Population strategies

Strategies to choose the population size.

The population size can be constant or can change over the course of the generations.

class pyabc.populationstrategy.AdaptivePopulationSize(start_nr_particles, mean_cv: float = 0.05, max_population_size: int = inf, min_population_size: int = 10, nr_samples_per_parameter: int = 1, n_bootstrap: int = 10, nr_calibration_particles: int = None)[source]

Bases: pyabc.populationstrategy.PopulationStrategy

Adapt the population size according to the mean coefficient of variation error criterion, as detailed in 1 . This strategy tries to respond to the shape of the current posterior approximation by selecting the population size such that the variation of the density estimates matches the target variation given via the mean_cv argument.

Parameters
  • start_nr_particles – Number of particles in the first populations

  • mean_cv – The error criterion. Defaults to 0.05. A smaller value leads generally to larger populations. The error criterion is the mean coefficient of variation of the estimated KDE.

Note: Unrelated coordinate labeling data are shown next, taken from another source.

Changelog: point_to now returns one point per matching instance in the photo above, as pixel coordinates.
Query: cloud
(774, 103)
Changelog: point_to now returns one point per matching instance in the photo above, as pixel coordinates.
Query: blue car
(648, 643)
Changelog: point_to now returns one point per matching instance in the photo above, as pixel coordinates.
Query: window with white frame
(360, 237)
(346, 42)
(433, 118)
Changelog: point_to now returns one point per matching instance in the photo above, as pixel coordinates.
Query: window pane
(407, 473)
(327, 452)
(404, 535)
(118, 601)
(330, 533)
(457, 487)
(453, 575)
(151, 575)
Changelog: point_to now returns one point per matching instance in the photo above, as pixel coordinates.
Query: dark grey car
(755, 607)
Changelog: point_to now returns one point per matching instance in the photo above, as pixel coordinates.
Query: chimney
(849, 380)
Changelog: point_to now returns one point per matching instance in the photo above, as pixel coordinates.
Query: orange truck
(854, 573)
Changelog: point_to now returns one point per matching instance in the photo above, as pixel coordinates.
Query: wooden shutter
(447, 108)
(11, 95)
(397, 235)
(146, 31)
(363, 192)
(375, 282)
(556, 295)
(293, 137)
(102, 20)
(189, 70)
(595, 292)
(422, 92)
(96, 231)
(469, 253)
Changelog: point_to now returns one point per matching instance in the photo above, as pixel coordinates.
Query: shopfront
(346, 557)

  • max_population_size – Max nr of allowed particles in a population. Defaults to infinity.

  • min_population_size – Min number of particles allowed in a population. Defaults to 10

  • nr_samples_per_parameter – Defaults to 1.

  • n_bootstrap – Number of bootstrapped populations to use to estimate the CV. Defaults to 10.

  • nr_calibration_particles – Number of calibration particles.

1

Klinger, Emmanuel, and Jan Hasenauer. “A Scheme for Adaptive Selection of Population Sizes in ” Approximate Bayesian Computation - Sequential Monte Carlo.” Computational Methods in Systems Biology, 128-44. Lecture Notes in Computer Science. Springer, Cham, 2017. https://doi.org/10.1007/978-3-319-67471-1_8.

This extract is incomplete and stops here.